Very Large Values Predicted for Linear Regression with One Hot Encoding I'm trying to run a linear regression in python to determine house prices given many features.  Some of these are numeric and some are non-numeric.  I'm attempting to do one hot encoding for the non-numeric columns and attach the new, numeric, columns to the old dataframe and drop the non-numeric columns.  This is done on both the training data and test data.
I then took the intersection of the two columns features (since I had some encodings that were only located in the testing data).  Afterwards, it goes into  a linear regression. The code is the following:
non_numeric = list(set(list(train)) - set(list(train._get_numeric_data())))
train = pandas.concat([train, pandas.get_dummies(train[non_numeric])], axis=1)
train.drop(non_numeric, axis=1, inplace=True)

train = train._get_numeric_data()
train.fillna(0, inplace = True)

non_numeric = list(set(list(test)) - set(list(test._get_numeric_data())))
test = pandas.concat([test, pandas.get_dummies(test[non_numeric])], axis=1)
test.drop(non_numeric, axis=1, inplace=True)

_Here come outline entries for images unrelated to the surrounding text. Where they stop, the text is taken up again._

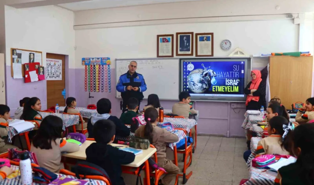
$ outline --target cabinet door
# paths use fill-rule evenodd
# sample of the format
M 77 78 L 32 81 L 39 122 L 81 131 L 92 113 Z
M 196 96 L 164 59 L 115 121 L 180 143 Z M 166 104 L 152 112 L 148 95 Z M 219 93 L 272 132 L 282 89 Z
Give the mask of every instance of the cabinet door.
M 286 108 L 297 101 L 305 103 L 312 94 L 313 57 L 270 57 L 271 98 L 278 96 Z
M 5 104 L 5 77 L 4 54 L 0 53 L 0 104 Z

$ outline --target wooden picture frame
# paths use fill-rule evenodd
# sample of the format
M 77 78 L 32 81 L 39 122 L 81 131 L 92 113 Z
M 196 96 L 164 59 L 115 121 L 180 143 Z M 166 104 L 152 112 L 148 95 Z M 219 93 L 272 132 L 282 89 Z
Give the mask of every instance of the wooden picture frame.
M 178 32 L 176 33 L 176 55 L 177 56 L 192 56 L 194 54 L 193 32 Z M 184 41 L 186 40 L 185 44 Z
M 158 58 L 173 57 L 174 37 L 173 34 L 157 35 Z M 169 46 L 171 49 L 168 48 Z
M 214 33 L 196 33 L 195 56 L 213 57 L 214 56 Z
M 40 54 L 41 55 L 41 66 L 42 65 L 42 52 L 41 51 L 34 51 L 33 50 L 28 50 L 27 49 L 19 49 L 19 48 L 11 48 L 11 55 L 10 57 L 11 58 L 11 76 L 12 77 L 13 77 L 13 63 L 14 62 L 14 61 L 15 58 L 13 57 L 14 52 L 14 51 L 15 51 L 15 52 L 17 54 L 18 54 L 17 53 L 17 50 L 19 50 L 22 51 L 26 51 L 27 52 L 28 52 L 29 53 L 32 53 L 33 54 Z M 34 57 L 35 56 L 34 56 Z M 20 59 L 21 60 L 21 58 L 19 58 L 19 59 Z M 35 60 L 35 58 L 34 58 Z M 35 61 L 34 61 L 35 62 Z M 25 76 L 25 71 L 24 71 L 24 69 L 25 69 L 25 66 L 24 66 L 24 64 L 22 64 L 22 76 L 24 77 Z

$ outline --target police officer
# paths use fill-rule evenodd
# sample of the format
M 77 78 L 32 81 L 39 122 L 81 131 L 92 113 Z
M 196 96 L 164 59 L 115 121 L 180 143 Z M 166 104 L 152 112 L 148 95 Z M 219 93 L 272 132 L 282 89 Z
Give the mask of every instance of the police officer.
M 121 93 L 121 96 L 123 100 L 122 111 L 125 111 L 127 100 L 130 98 L 135 98 L 138 101 L 138 109 L 141 101 L 143 99 L 143 92 L 147 87 L 143 75 L 136 73 L 137 63 L 132 61 L 129 64 L 129 70 L 126 73 L 120 76 L 116 88 L 117 90 Z

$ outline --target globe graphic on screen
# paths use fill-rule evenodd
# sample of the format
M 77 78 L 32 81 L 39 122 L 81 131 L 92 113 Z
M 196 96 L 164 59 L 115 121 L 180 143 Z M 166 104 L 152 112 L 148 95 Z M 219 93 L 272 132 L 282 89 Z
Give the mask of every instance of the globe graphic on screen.
M 196 69 L 192 71 L 187 76 L 187 85 L 190 90 L 196 94 L 202 94 L 208 90 L 212 84 L 215 85 L 217 81 L 215 77 L 217 76 L 212 69 L 207 69 L 210 67 L 204 69 Z

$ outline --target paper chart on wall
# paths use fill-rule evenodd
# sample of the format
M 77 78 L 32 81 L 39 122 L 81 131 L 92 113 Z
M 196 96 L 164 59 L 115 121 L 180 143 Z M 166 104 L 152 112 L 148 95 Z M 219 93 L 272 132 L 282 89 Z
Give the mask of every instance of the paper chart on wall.
M 47 80 L 62 80 L 62 60 L 57 59 L 46 59 Z
M 13 78 L 23 78 L 22 74 L 22 64 L 18 63 L 13 63 L 12 65 L 13 68 Z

test = test._get_numeric_data()
test.fillna(0, inplace = True)

feature_columns = list(set(train) & set(test))
#feature_columns.remove('SalePrice')
X = train[feature_columns]
y = train['SalePrice']

lm = LinearRegression()
lm.fit(X, y)

import numpy
predictions = numpy.absolute(lm.predict(test).round(decimals = 2))

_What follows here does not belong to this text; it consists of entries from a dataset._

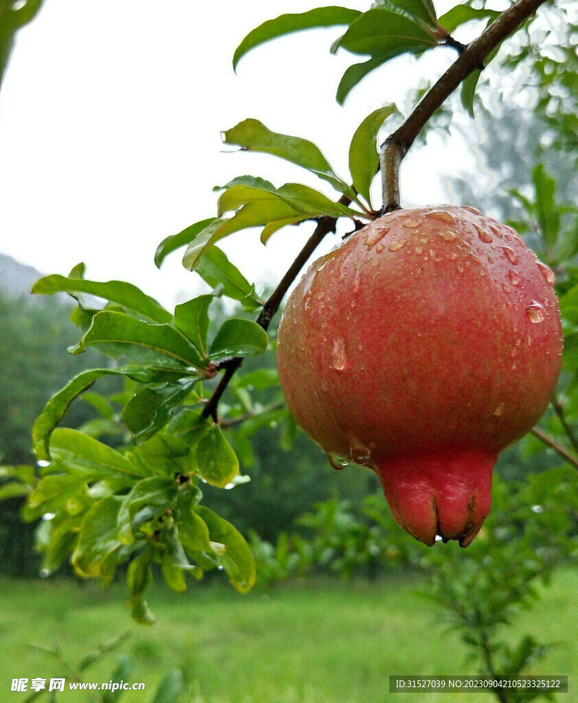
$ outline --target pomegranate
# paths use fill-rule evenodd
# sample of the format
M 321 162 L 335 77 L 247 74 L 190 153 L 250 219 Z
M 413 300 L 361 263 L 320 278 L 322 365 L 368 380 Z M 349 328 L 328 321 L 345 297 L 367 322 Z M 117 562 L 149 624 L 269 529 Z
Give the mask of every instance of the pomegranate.
M 380 217 L 309 268 L 279 328 L 298 425 L 335 468 L 373 469 L 417 539 L 467 546 L 498 454 L 534 425 L 560 373 L 554 274 L 467 207 Z

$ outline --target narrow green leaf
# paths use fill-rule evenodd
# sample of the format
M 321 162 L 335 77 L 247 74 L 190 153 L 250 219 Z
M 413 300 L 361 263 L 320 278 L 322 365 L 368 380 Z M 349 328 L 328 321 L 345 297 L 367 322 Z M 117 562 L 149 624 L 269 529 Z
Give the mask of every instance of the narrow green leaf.
M 476 69 L 475 71 L 472 71 L 470 75 L 461 84 L 461 91 L 460 93 L 461 104 L 467 110 L 468 114 L 470 117 L 473 117 L 474 116 L 474 98 L 475 97 L 475 89 L 481 75 L 482 71 L 479 69 Z
M 195 382 L 195 379 L 189 379 L 178 385 L 147 387 L 131 398 L 124 406 L 122 418 L 134 435 L 136 444 L 148 439 L 167 425 L 180 409 Z
M 37 418 L 32 429 L 32 441 L 39 459 L 47 460 L 49 444 L 52 430 L 68 412 L 72 401 L 81 393 L 90 388 L 99 378 L 109 374 L 122 373 L 120 370 L 95 368 L 79 374 L 53 396 Z
M 131 594 L 130 606 L 133 619 L 141 625 L 152 625 L 155 622 L 155 617 L 148 610 L 144 598 L 145 591 L 153 581 L 148 550 L 145 550 L 131 562 L 127 581 Z
M 146 475 L 141 467 L 115 449 L 68 427 L 59 427 L 52 433 L 50 454 L 54 460 L 84 476 L 85 480 L 119 476 L 141 478 Z
M 85 484 L 82 476 L 46 476 L 30 496 L 24 509 L 25 519 L 37 520 L 45 512 L 63 508 Z
M 189 227 L 184 229 L 182 232 L 179 232 L 179 234 L 173 234 L 164 239 L 157 247 L 155 254 L 155 264 L 157 267 L 160 269 L 165 259 L 172 252 L 192 242 L 197 235 L 202 232 L 205 227 L 208 227 L 214 219 L 214 217 L 209 217 L 207 219 L 195 222 L 195 224 L 191 224 Z
M 266 349 L 267 333 L 255 322 L 231 318 L 226 320 L 211 344 L 211 359 L 224 356 L 254 356 Z
M 469 5 L 456 5 L 445 15 L 442 15 L 438 22 L 451 34 L 466 22 L 471 22 L 472 20 L 485 20 L 488 18 L 495 20 L 501 14 L 496 10 L 470 7 Z
M 392 58 L 406 51 L 420 53 L 437 46 L 437 39 L 409 17 L 376 8 L 349 25 L 340 46 L 354 53 Z
M 395 105 L 379 108 L 368 115 L 353 135 L 349 146 L 349 171 L 356 191 L 370 202 L 369 191 L 379 169 L 378 133 L 383 122 L 396 112 Z
M 200 257 L 199 266 L 202 264 L 205 255 L 215 248 L 211 247 L 205 252 Z M 177 305 L 174 309 L 174 326 L 193 342 L 203 358 L 207 356 L 209 306 L 214 299 L 212 293 L 199 295 L 192 300 Z
M 149 325 L 130 315 L 104 311 L 96 315 L 90 329 L 72 350 L 79 354 L 86 347 L 117 359 L 128 356 L 136 363 L 172 362 L 200 370 L 206 363 L 191 342 L 169 325 Z
M 199 475 L 219 488 L 224 488 L 239 472 L 238 459 L 218 425 L 213 425 L 201 438 L 197 465 Z
M 274 20 L 269 20 L 250 32 L 241 41 L 233 58 L 233 67 L 236 70 L 237 64 L 243 56 L 265 41 L 302 30 L 349 25 L 360 14 L 358 10 L 345 7 L 319 7 L 308 12 L 281 15 Z
M 117 518 L 122 498 L 110 496 L 97 503 L 84 517 L 72 565 L 85 577 L 99 576 L 103 562 L 118 550 Z
M 227 259 L 224 252 L 218 247 L 207 249 L 195 270 L 209 285 L 222 285 L 224 295 L 233 300 L 242 301 L 245 307 L 249 304 L 252 304 L 253 309 L 263 304 L 255 294 L 255 286 L 247 280 L 238 269 Z M 176 316 L 175 309 L 175 324 Z M 184 332 L 184 330 L 181 329 L 181 331 Z
M 258 120 L 250 118 L 225 131 L 224 141 L 248 151 L 262 152 L 290 161 L 327 181 L 340 193 L 352 195 L 349 186 L 335 174 L 319 148 L 307 139 L 271 131 Z
M 146 295 L 136 285 L 122 280 L 109 280 L 101 283 L 83 278 L 65 278 L 62 276 L 47 276 L 32 286 L 33 293 L 51 295 L 58 292 L 83 292 L 96 295 L 111 302 L 117 303 L 132 312 L 142 315 L 153 322 L 170 322 L 172 316 L 150 296 Z
M 252 553 L 245 538 L 230 522 L 208 508 L 197 505 L 195 511 L 208 527 L 211 540 L 226 547 L 226 552 L 219 557 L 219 560 L 231 584 L 237 591 L 246 593 L 255 583 L 255 565 Z
M 178 489 L 169 476 L 150 476 L 135 484 L 118 512 L 118 536 L 124 544 L 134 540 L 136 530 L 164 515 L 176 498 Z

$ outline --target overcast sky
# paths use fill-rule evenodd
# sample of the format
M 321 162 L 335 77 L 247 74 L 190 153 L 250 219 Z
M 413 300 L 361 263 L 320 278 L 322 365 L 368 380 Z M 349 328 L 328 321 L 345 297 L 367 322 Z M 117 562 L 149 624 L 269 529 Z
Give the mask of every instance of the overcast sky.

The issue that I'm having is that I get these absurdly high Sale Prices as output, somewhere in the hundreds of millions of dollars (sometimes even in the trillions).  Before I tried one hot encoding I got reasonable numbers in the hundreds of thousands of dollars.  I'm having trouble figuring out what changed.  I posted this on stackoverflow and got a response suggesting that it might be a collinearity issue, but I tried setting fit_intercept parameter of LinearRegression to False as well as setting drop_first parameter of get_dummies to True.
Also, if there is a better way to do this I'd be eager to hear about it.
 A: There is at least one point that seems very suspicious.
Consider the lines
train = pandas.concat([train, pandas.get_dummies(train[non_numeric])], axis=1)

and
test = pandas.concat([test, pandas.get_dummies(test[non_numeric])], axis=1)

Specifically, the parts
pandas.get_dummies(train[non_numeric])

and
pandas.get_dummies(test[non_numeric])

Note that this depends on the values of the matrices. There is no reason implying that the generated columns must be the same, and so it's hard to guess the effect on the prediction of the test data.
In general, when performing get_dummies, it is better to do it before train/test splits (including cross-validation). This is an unsupervised transformation anyway, so it is not "peeking".
A: I think your linear regression has a collinearity issue.  When you call pd.get_dummies, you get a dummy column for every level of the categorical variable
In [1]: import pandas as pd

In [2]: df = pd.DataFrame({'a': [1, 2, 1], 'b': [1, 3, 1], 'c': ['a', 'b', 'a']})

In [3]: pd.get_dummies(df)
Out[13]:
   a  b  c_a  c_b
0  1  1    1    0
1  2  3    0    1
2  1  1    1    0

If you then plug this directly into a linear regression, the dummy columns for each categorical variable will be co-linear.  This means your regression fitting algorithm will not converge, and your coefficients will not be unstable, and border on meaningless.
I would recommend using patsy to construct design matrices for regression in python.  It will take care of co-linearity issues for you.